I hold back a laugh as I think it. I'm that mom, the one from the idiotic stories online that bear no resemblance to reality. To swallow the laugh, I take him deeper, and his hands clench my hair. Good boy. He pushes the back of my head, just a little. I fight him a little, just to see what he'll do. Will he take some more control? Does he even want any control? Does me want me to coddle him, even in sex? The idea of it makes me angry. And if I weren't a sopping mess between my thighs, and my knees weren't in absolute agony doing this on the kitchen floor, I'd stop and storm out. But, I'm invested now. I'm sucking Jeff's dick. Jeff's just a guy. And his dick is in my mouth, and he moans nicely. Pushes me onto his cock, not hard, but he's in control. Jeff is a guy who likes to drive when he needs to.

I pull off of him and take a few seconds to get back to my feet. I kiss him and it's this I really hate. He has terrible technique and his breath is awful, smells like rotten cheese or something. "Let's fuck on the couch," I suggest. I start to walk, tugging him by his cock.

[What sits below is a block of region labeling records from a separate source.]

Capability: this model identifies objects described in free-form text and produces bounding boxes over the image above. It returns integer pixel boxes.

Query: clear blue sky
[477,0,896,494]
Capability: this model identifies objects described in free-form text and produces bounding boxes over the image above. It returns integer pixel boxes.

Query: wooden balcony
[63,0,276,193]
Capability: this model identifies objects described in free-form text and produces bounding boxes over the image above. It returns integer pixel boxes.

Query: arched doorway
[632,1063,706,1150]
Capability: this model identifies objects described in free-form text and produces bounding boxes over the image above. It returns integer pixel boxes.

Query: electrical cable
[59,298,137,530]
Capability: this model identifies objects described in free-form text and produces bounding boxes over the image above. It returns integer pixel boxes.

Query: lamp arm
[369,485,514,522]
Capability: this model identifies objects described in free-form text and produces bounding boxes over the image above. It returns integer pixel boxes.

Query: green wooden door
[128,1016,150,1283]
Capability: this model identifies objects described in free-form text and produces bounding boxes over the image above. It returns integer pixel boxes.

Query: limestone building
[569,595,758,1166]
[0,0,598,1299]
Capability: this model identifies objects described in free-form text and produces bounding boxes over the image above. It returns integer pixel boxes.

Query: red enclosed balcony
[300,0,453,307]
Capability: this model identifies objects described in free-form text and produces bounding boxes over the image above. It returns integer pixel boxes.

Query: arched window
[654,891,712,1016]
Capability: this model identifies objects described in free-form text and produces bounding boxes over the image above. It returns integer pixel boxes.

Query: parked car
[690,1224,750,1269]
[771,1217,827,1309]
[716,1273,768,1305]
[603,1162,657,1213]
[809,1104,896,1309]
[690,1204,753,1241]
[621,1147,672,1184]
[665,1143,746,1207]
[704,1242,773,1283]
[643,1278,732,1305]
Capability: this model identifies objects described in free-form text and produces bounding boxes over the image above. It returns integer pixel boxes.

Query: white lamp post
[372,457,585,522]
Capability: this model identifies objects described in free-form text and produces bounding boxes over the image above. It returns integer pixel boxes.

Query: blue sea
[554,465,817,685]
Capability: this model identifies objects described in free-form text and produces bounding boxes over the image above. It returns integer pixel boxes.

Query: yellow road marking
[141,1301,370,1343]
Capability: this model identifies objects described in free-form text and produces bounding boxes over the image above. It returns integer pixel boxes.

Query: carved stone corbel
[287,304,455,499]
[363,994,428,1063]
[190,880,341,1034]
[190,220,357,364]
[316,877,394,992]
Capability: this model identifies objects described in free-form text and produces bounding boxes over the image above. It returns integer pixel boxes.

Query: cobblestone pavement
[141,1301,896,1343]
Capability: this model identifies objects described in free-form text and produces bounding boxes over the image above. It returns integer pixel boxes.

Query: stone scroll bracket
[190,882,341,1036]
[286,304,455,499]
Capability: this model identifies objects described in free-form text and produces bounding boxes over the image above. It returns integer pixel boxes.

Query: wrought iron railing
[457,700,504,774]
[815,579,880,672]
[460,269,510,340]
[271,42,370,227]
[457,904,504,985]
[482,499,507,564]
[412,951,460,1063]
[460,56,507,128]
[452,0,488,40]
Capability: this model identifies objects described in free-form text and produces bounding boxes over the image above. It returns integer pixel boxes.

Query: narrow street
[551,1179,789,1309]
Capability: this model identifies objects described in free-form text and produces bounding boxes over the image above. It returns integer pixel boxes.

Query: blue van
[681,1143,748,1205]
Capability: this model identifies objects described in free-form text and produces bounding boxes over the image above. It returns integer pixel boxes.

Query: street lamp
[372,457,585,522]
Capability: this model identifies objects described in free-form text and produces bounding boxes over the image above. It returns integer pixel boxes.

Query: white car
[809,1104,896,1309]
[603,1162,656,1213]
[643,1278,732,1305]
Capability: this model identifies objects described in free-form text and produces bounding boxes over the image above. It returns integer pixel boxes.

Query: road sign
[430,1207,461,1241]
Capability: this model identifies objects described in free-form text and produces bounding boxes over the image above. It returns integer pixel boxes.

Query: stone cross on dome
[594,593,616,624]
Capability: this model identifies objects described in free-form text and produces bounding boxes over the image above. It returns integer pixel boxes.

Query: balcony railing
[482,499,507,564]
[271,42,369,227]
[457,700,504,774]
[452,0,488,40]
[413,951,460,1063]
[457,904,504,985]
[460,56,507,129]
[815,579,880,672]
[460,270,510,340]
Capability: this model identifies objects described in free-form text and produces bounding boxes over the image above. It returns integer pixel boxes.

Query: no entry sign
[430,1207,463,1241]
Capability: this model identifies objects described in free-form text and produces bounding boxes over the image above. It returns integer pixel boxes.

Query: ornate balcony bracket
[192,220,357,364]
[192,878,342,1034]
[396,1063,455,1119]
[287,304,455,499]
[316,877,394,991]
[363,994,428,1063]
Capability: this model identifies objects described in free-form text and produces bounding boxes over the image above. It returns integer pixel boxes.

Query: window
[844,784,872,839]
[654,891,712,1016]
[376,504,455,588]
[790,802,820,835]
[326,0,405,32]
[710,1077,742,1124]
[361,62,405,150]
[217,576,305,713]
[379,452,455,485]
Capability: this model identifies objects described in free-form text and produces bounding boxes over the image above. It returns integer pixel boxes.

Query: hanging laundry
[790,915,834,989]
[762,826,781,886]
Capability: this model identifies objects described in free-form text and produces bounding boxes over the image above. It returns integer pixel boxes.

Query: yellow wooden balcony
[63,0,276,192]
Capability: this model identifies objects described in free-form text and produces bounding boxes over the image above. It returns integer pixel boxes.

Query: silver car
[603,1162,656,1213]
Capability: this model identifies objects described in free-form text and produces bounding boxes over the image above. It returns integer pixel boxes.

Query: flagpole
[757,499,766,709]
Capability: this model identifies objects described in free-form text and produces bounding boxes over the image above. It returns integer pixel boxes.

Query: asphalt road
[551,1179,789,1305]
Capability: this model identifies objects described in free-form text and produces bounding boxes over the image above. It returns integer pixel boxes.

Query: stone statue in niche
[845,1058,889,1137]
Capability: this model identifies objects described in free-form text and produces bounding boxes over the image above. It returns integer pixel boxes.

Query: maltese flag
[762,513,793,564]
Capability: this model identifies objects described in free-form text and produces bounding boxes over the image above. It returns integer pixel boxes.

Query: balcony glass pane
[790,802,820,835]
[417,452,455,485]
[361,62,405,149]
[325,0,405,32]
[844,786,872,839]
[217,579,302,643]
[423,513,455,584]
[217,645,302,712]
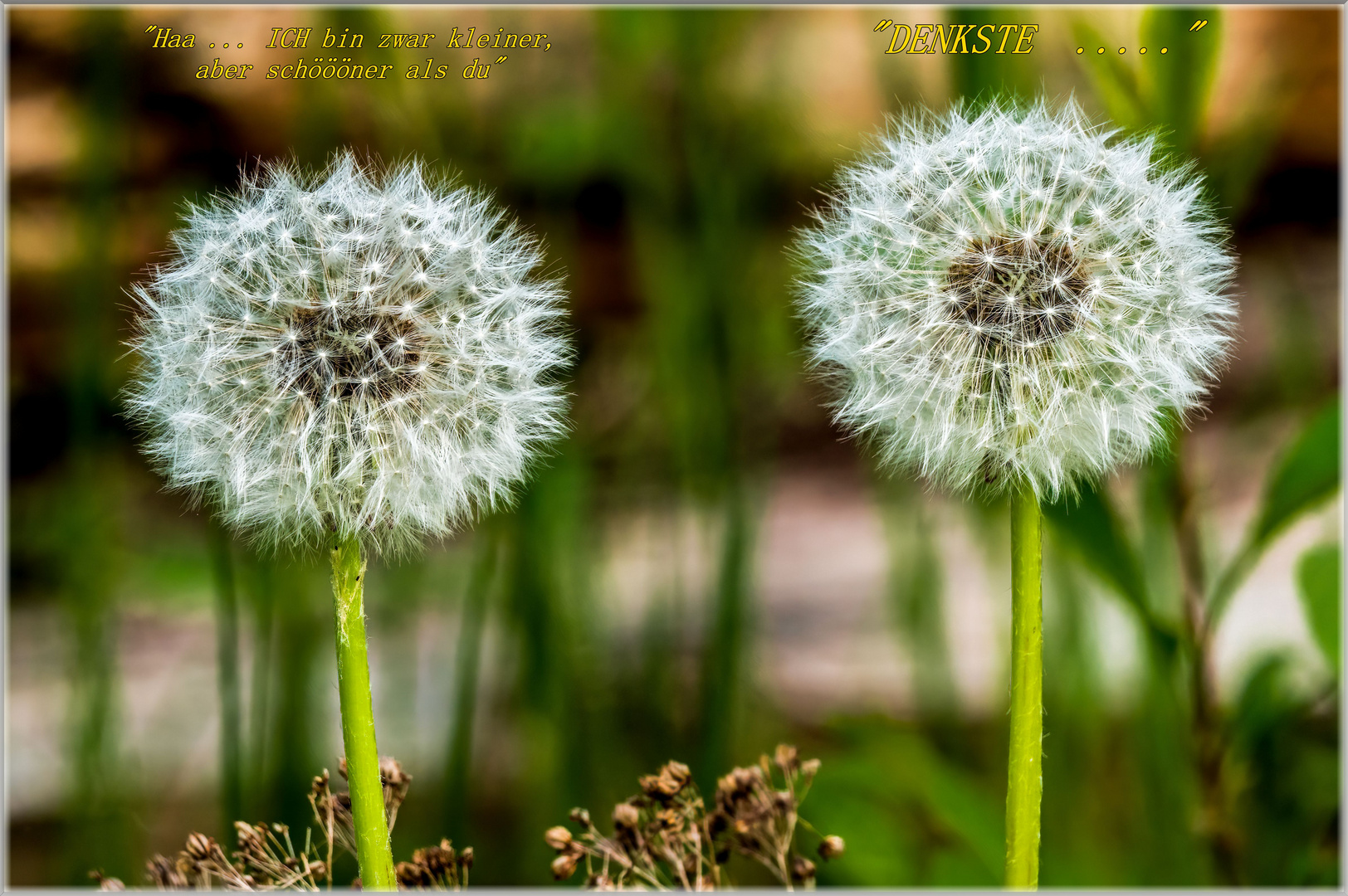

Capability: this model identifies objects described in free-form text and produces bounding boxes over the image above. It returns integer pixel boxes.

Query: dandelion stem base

"No." His voice is deep. I have my back to him, so I don't know what his face looks like, but I imagine it's suddenly stern, angry looking. He grabs my arm and pulls me round to face him. "I'm fucking you here."

He pushes me onto the kitchen table. I flail an arm as I land on the table, knocking the bowl of cereal and milk asunder. The spoon clatters to the floor and I listen to it reverberate on the floor as it rocks till it finds balance. He pulls my shorts off. He jabs at my pussy thoughtlessly. Just fingers fumbling about like a fucking idiot.

"Hey," I say to him. "Take a minute. Figure it out. It can feel good for me if you try to find my clit."

His whole body stiffens. He growls at me. "I'm going to fuck you how I wanna fuck you." A deep breath. "MOM!"

This is a terrible fucking idea. I want out, but I feel like I'm sort of stuck. I started it. Gotta finish it. Maybe?

He levels my hips to the end of the table, spreads me. Again, his fucking fingers. He's ham handed at everything this little shit. I reach down, take his hands with mine. He snarls, but he doesn't pull back. I lead his index finger to my clit, rub it up and down. Circle my vagina. I'm guiding every movement, so I know what I like. I don't moan deliberately, but it happens.